And his Symphony #3, Kaddish, named after the Jewish prayer for the dead.

He appeared on tv, conducting Gershwin in 1974, Mahler in 1975, and Beethoven in 1982.

No one ever mentioned that he was gay.  His works revealed nothing, except maybe the Serenade for Solo Violin, Strings, Harp, and Percussion, after Plato's Symposium (1954).  The Symposium contains Plato's famous defense of same-sex love.

In the spring of my senior year in high school  a boy named Aaron invited me to a performance of Bernstein's Mass, a musical theater piece based on the Latin Mass.  He talked about how odd it was for a Jewish person to write something so Catholic.

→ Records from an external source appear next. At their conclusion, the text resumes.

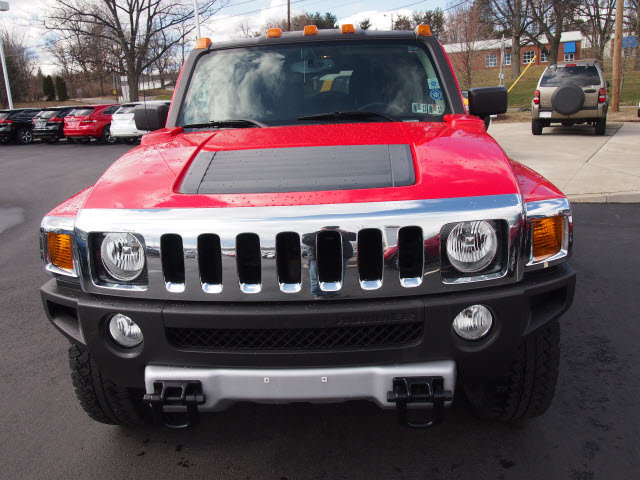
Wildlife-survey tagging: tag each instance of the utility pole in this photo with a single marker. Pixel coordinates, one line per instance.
(288, 15)
(197, 15)
(617, 58)
(4, 6)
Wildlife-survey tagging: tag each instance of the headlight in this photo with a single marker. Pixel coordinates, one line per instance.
(471, 246)
(122, 256)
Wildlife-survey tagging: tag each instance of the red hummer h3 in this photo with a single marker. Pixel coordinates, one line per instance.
(315, 219)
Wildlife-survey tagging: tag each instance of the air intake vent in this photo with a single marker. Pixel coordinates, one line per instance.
(172, 262)
(370, 258)
(248, 262)
(329, 260)
(410, 256)
(210, 262)
(288, 260)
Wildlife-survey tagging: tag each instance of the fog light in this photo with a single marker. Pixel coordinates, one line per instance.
(125, 331)
(473, 322)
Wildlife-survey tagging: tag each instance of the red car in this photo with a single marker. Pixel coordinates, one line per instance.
(92, 121)
(238, 254)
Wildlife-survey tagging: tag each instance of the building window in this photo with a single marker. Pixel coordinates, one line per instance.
(527, 57)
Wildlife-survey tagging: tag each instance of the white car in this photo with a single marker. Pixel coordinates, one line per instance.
(123, 125)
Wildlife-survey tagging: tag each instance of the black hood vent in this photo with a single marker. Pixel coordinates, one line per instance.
(300, 169)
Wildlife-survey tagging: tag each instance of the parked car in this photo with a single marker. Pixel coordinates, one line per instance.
(571, 93)
(92, 121)
(123, 124)
(15, 125)
(239, 254)
(48, 125)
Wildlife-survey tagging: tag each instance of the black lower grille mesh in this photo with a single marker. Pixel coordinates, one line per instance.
(359, 336)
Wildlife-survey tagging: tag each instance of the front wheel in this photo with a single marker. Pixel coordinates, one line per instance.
(107, 137)
(25, 136)
(528, 387)
(536, 127)
(100, 398)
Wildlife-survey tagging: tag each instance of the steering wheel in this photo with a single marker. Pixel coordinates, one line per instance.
(385, 106)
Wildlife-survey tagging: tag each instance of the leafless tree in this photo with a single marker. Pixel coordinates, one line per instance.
(128, 28)
(599, 18)
(465, 30)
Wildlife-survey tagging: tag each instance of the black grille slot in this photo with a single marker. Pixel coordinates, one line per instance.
(248, 258)
(210, 259)
(288, 258)
(370, 256)
(172, 258)
(410, 252)
(360, 336)
(329, 256)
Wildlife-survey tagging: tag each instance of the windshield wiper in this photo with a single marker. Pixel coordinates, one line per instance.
(239, 123)
(356, 114)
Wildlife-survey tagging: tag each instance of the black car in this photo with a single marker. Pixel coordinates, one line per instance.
(48, 125)
(16, 125)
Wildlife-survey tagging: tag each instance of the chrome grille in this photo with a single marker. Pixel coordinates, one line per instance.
(360, 336)
(367, 250)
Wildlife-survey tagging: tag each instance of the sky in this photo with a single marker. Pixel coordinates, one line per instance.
(23, 17)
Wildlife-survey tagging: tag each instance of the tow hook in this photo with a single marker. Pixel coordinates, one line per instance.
(429, 390)
(186, 394)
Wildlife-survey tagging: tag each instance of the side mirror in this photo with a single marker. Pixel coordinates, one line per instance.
(151, 117)
(485, 101)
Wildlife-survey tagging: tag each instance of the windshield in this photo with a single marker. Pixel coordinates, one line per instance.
(580, 75)
(278, 84)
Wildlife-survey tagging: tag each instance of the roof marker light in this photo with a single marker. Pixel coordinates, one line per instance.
(423, 30)
(310, 30)
(347, 28)
(203, 42)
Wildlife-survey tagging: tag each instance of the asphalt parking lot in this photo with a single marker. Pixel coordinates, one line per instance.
(590, 432)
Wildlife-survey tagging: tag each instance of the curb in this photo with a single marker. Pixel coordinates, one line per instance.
(616, 197)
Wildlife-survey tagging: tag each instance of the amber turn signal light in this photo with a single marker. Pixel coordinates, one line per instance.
(310, 30)
(203, 42)
(60, 253)
(547, 237)
(423, 30)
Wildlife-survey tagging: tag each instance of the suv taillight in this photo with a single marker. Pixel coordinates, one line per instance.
(602, 97)
(536, 97)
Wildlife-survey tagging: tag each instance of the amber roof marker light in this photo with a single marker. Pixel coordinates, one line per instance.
(202, 43)
(423, 30)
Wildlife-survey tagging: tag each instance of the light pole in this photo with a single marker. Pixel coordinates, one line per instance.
(4, 6)
(197, 15)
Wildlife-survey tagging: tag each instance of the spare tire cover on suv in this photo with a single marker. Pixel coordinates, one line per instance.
(567, 100)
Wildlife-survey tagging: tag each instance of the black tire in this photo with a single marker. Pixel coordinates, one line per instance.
(536, 127)
(107, 137)
(100, 398)
(529, 385)
(24, 136)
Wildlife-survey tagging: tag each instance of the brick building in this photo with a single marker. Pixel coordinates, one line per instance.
(487, 52)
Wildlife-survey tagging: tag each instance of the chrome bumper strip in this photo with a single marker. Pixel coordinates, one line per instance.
(226, 386)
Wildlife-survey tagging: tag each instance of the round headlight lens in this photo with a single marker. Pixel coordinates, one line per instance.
(125, 331)
(122, 256)
(471, 246)
(473, 322)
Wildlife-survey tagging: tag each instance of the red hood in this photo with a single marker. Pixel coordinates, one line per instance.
(451, 161)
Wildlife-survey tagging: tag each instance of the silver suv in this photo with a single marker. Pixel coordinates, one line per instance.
(571, 93)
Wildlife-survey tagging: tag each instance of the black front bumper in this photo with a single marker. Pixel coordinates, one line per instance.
(518, 310)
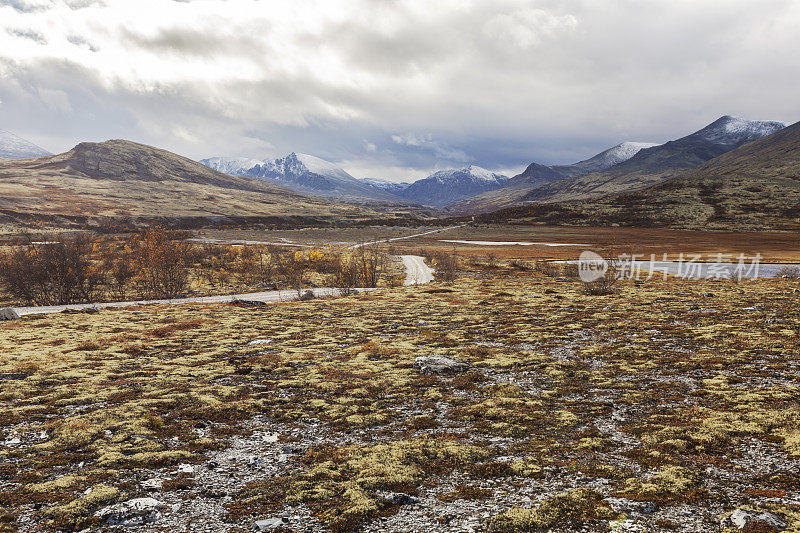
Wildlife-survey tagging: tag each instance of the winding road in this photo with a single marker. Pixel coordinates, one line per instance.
(393, 239)
(417, 272)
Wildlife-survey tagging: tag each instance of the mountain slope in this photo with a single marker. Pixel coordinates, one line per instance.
(447, 186)
(605, 159)
(122, 178)
(13, 147)
(647, 167)
(537, 175)
(754, 187)
(393, 187)
(305, 174)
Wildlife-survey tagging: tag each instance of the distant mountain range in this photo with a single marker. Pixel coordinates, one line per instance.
(120, 178)
(448, 186)
(14, 147)
(305, 174)
(646, 166)
(753, 187)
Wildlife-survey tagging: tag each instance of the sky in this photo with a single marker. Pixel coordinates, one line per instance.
(393, 89)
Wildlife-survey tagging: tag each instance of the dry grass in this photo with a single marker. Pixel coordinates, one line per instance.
(692, 381)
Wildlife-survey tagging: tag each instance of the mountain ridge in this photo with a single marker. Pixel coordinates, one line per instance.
(305, 174)
(646, 167)
(120, 178)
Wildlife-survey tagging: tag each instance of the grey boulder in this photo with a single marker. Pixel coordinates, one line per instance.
(135, 512)
(270, 524)
(748, 520)
(8, 313)
(438, 364)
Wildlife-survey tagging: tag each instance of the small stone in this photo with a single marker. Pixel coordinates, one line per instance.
(185, 468)
(747, 520)
(400, 498)
(152, 484)
(259, 341)
(270, 524)
(436, 364)
(135, 512)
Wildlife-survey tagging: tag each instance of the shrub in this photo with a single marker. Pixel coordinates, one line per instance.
(55, 271)
(160, 263)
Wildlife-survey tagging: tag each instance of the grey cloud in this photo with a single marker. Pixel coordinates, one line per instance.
(430, 89)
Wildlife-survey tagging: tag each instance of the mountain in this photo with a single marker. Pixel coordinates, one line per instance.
(647, 167)
(753, 187)
(605, 159)
(13, 147)
(121, 178)
(305, 174)
(536, 175)
(448, 186)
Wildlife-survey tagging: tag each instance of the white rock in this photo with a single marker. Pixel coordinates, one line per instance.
(269, 524)
(135, 512)
(435, 364)
(756, 520)
(185, 468)
(152, 484)
(259, 341)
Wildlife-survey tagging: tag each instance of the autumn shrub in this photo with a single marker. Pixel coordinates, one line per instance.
(447, 265)
(160, 264)
(53, 271)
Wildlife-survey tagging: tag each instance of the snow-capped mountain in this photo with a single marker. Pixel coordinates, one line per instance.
(730, 130)
(14, 147)
(721, 136)
(302, 173)
(605, 159)
(447, 186)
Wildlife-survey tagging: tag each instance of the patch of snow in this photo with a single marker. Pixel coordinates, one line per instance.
(14, 147)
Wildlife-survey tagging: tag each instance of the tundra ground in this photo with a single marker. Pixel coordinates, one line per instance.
(662, 407)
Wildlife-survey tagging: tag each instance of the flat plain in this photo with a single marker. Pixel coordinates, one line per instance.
(662, 407)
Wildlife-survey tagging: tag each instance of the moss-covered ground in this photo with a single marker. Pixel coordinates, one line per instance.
(676, 394)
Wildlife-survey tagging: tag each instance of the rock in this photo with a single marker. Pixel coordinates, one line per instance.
(135, 512)
(270, 524)
(259, 341)
(152, 484)
(435, 364)
(185, 468)
(400, 498)
(8, 313)
(747, 520)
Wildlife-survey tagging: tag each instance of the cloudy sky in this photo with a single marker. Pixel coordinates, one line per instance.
(393, 88)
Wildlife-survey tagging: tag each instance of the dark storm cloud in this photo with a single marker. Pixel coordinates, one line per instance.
(393, 88)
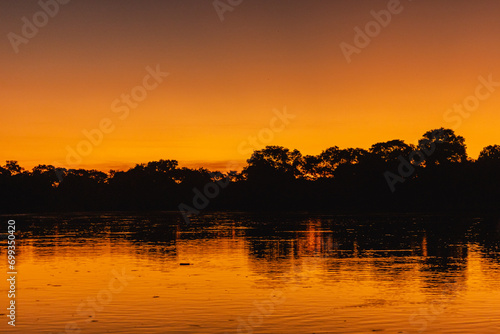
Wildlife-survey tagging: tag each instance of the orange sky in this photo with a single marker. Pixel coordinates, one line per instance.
(226, 78)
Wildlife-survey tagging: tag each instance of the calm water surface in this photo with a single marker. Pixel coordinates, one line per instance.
(240, 273)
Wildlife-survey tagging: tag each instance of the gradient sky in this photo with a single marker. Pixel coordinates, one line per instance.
(226, 78)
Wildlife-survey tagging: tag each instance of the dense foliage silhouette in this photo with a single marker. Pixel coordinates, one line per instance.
(390, 177)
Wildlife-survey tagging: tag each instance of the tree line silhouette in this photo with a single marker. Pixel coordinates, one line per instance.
(436, 175)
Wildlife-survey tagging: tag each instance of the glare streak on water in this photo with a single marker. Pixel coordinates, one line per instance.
(241, 273)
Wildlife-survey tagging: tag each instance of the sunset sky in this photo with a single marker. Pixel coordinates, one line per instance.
(226, 77)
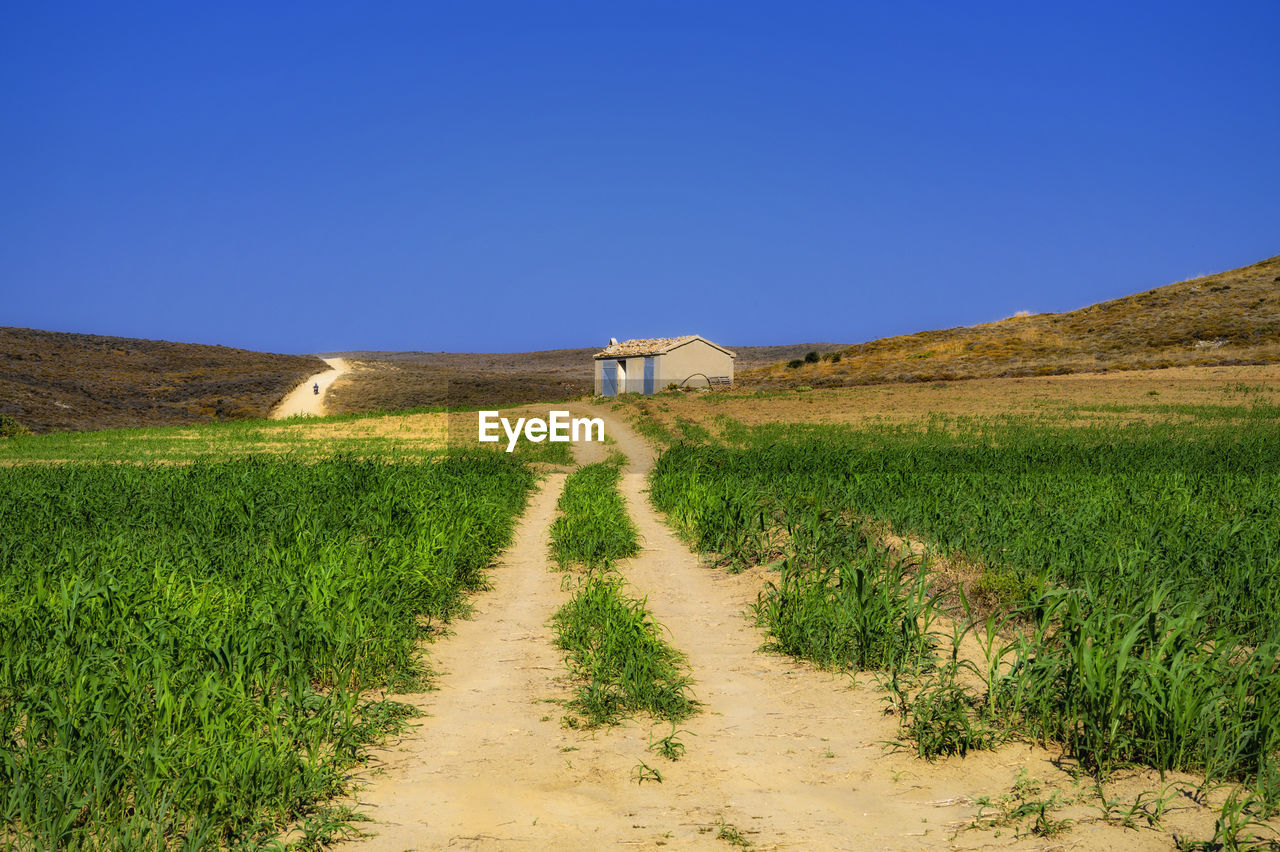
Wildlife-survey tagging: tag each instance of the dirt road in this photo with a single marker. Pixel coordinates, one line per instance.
(781, 755)
(304, 401)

Then  I realized that he was also hearing the oppressive chant of "what girl do you like...what girl...what girl":

What  I say -- I don't feel.
What I feel -- I can't show.
What I show -- isn't real.
What is real?  Oh Lord, I don't know.

Later, in my room, with the theme song to Husbands, Wives, and Lovers playing in the background, I wrote a poem in my journal (excuse the high school angst)

We live in masks
Our faces hard and cold, our voices monotone
And if we see a thing of beauty, a red pill is prescribed
And if we dare to fall in love, the verdict is insanity
So we continue
Shuffling on to houses and wives
And the suicide rate continues to climb

 Two months later, during the famous summer of 1978 I would see Grease, and hear Frankie Valli sing:

We stop the fight right now, we got to be who we are.